Fifty point CHAPTER BREAKS
We LOVE to play Scrabble at our house. Play it all the time. My husband and writing partner is the current fifty-point word champion. That’s him with the scorepad and board to prove it!
We’ve played online at the official Scrabble website. If I had an iPhone, I could download a Scrabble APP and play on my phone.
To score fifty points, you have to have the right tiles, the perfect fit to play on the board, and the RIGHT word.
Hooks in chapter breaks are the fifty-point tool of the writer.
Back in the dark ages (1914 to be exact), a silent movie series titled The Perils of Pauline starred Pearl White as Pauline, the damsel in distress menaced by assorted villains, pirates, and Native Americans. In each episode the audience was convinced poor, pitiful Pauline’s situation would surelyresult in her imminent death until at the last minute she was rescued or otherwise escaped the danger. The damsel in distress and cliffhanger endings kept moviegoers returning.
According to Wikipedia, in 2008, The Perils of Pauline was selected for preservation in the United States National Film Registry by the Library of Congress as being “culturally, historically, or aesthetically significant.”
Successful writers need compelling characters like Pauline and strong chapter breaks to keep their readers satisfied. How do we write our fifty-point chapter endings to score hits like the screenwriters did with The Perils of Pauline?
I ran across two great blogs with answers to the question. Both bloggers agreed the key to powerful chapter breaks is raising the reader’s curiosity.
K.M. Weiland suggests these ten ways to raise questions in the readers’ minds.

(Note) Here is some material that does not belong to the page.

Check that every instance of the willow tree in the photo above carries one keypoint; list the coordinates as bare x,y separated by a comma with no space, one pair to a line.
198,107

1. Promise of conflict to come.
2. A secret kept.
3. A major decision or vow.
4. An announcement of a shocking event.
5. A moment of high emotion.
6. A reversal or surprise that turns the story upside down.
7. A new idea.
8. An unanswered question.
9. A portentous metaphor.
10. A plot turning point.
Weiland warns “Not every chapter needs to end with a cliffhanger, but they do need to encompass a question powerful enough to make the reader crazy to know the answer.” If you read her blog here, she elaborates on how to use all ten ideas she suggested.
In the other blog, NY Times bestselling author Laura Griffin identifies characteristics of poor chapter hooks —
The sleepy time chapter end – letting your heroine end her action-packed scene by going to bed
Disaster averted – ending the chapter when the crisis is resolved
The threepeat – Using Pauline-in-peril gimmicks repeatedly. Unlike the silent movie success, overused in writing can turn your reader off
Lacking punch words – not ending the last sentence of your chapter with a punch word at the end.
Check out Laura’s blog at Romance University here for fixes to the problems she points out.
Whether you’re a Scrabble player or not, as a writer you play with words. You have to “scrabble” ways that keep the reader hooked into turning the pages.
YOUR TURN: What’s your 50-point strategy for chapter endings?